John Bercow orders Commons to reopen after Supreme Court rules Boris Johnson's shutdown 'unlawful'
John Bercow has ordered MPs to return to the Commons on Wednesday after the Supreme Court gave an "unambiguous" ruling that Boris Johnson's decision to prorogue Parliament was unlawful.
The Commons Speaker confirmed that MPs would return to the benches from from 11:30am on Wednesday as he hit out at the Prime Minister for having "prevented" Parliament from doing its job.
Jeremy Corbyn's speech to his party's annual conference has also been brought forward to Tuesday, Labour confirmed, with the ruling by Britain's highest court ripping up the timings for the party's Brighton gathering.
Deputy leader Tom Watson has also announced that he will now no longer address the conference - after his speech was initially pushed back to Wednesday by party bosses.
Speaking in front of the Houses of Parliament after the court delivered its verdict, Mr Bercow said: "I welcome the judgment this morning of the Supreme Court. That judgment is unanimous, that judgment is unambiguous and that judgment is unqualified.
"As you all now know, that judgment as that the prorogation of Parliament was unlawful; unlawful because it prevented or frustrated Parliament in the discharge of its core duties.
"And it did so at a crucial time for our country. The citizens of the UK are entitled to expect that Parliament does discharge its core functions, that is in a position to scrutinise the executive, to hold ministers to account and to legislate if it chooses."

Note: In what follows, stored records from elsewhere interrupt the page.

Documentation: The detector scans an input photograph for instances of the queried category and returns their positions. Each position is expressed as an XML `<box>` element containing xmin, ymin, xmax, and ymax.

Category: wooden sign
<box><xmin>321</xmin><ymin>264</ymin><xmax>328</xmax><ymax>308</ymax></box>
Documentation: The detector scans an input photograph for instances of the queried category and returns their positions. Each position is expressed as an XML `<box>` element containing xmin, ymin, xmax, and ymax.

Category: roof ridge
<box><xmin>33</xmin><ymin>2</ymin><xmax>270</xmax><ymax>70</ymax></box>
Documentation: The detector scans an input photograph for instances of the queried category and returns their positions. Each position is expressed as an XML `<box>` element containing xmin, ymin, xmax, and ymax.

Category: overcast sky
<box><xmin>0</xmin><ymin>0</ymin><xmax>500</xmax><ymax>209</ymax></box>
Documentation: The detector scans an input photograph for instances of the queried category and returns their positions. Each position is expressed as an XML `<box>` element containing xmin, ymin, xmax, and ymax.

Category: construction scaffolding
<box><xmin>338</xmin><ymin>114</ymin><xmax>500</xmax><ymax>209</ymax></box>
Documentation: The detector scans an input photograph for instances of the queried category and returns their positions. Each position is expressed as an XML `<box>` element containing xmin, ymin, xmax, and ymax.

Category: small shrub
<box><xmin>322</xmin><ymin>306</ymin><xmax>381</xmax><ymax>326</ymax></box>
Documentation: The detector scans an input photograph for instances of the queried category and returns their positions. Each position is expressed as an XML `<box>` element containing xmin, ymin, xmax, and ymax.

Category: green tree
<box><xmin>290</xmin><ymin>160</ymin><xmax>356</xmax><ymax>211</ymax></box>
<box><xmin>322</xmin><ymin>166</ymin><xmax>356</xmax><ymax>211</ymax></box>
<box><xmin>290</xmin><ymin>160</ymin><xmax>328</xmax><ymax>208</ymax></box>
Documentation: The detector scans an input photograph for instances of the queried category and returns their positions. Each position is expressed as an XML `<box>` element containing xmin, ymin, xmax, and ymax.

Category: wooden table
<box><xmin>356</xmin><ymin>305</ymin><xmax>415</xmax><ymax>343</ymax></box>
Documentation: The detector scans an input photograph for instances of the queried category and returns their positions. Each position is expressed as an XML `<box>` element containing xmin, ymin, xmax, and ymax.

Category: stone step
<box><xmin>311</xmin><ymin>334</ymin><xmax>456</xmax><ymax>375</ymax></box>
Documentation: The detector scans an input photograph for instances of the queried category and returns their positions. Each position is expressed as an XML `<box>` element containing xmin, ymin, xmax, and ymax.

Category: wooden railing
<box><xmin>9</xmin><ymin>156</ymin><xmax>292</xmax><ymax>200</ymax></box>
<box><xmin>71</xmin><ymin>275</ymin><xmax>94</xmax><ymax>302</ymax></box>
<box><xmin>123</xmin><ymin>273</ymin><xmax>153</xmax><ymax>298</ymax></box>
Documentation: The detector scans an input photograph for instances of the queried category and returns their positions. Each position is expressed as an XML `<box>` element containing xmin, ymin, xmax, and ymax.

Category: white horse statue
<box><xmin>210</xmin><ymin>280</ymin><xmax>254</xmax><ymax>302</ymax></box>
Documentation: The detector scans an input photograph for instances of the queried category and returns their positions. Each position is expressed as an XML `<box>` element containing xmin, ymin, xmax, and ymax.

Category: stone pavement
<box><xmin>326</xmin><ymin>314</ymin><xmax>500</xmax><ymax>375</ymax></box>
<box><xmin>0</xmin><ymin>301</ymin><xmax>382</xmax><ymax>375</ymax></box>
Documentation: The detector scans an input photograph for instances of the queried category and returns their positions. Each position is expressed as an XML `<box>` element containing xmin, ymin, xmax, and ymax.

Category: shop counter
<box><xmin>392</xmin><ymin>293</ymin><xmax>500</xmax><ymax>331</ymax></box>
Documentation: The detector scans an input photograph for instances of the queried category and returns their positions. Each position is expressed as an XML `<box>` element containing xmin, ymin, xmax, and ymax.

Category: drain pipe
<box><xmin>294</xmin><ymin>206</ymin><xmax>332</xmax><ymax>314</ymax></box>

And he added: "In the light of that explicit judgment I have instructed the House authorities to prepare not for the recall - the prorogation was unlawful and is void - but to prepare for the resumption of the business of the House of Commons.
"Specifically I've instructed the House authorities to undertake such steps as are necessary to ensure that the House of Commons sits tomorrow and that is does so at 11.30am."
The Speaker confirmed he had been in contact with party leaders about the move to recall Parliament in a bid to ensure the House of Commons can continue to "do its work".
While the usual round of Prime Minister's Questions will not go ahead, Mr Bercow said there would be "full scope for urgent questions, for ministerial statements, and for applications for emergency debates under Standing Order 24".
"I hope you will agree the position is clear and unmistakeable," he added.
Meanwhile the House of Lords Speaker, Lord Fowler, said the Supreme Court had handed down a "clear" judgment.
And he said: "It is my expectation that the House of Lords will resume sitting at the earliest opportunity and I am in discussions with the Leader of the House of Lords, the Leader of Her Majesty’s Opposition and the other party leaders about the process.”
In a major blow for the Prime Minister, the Supreme Court ruled that his decision to suspend - or prorogue - Parliament for five weeks was "unlawful" because it was designed to stop MPs scrutinising the Government's Brexit plans.
Eleven judges unanimously agreed that his true motivation had been to stop Parliament from carrying out "its constitutional functions" by being able to hold the Government to account.
Delivering the ruling, Supreme Court president Lady Hale said Parliament had not, therefore, been prorogued.
She said: "The court is bound to conclude that the decision to advise Her Majesty to prorogue Parliament was unlawful, because it had the effect of frustrating or preventing the ability of Parliament to carry out its constitutional functions without reasonable justification."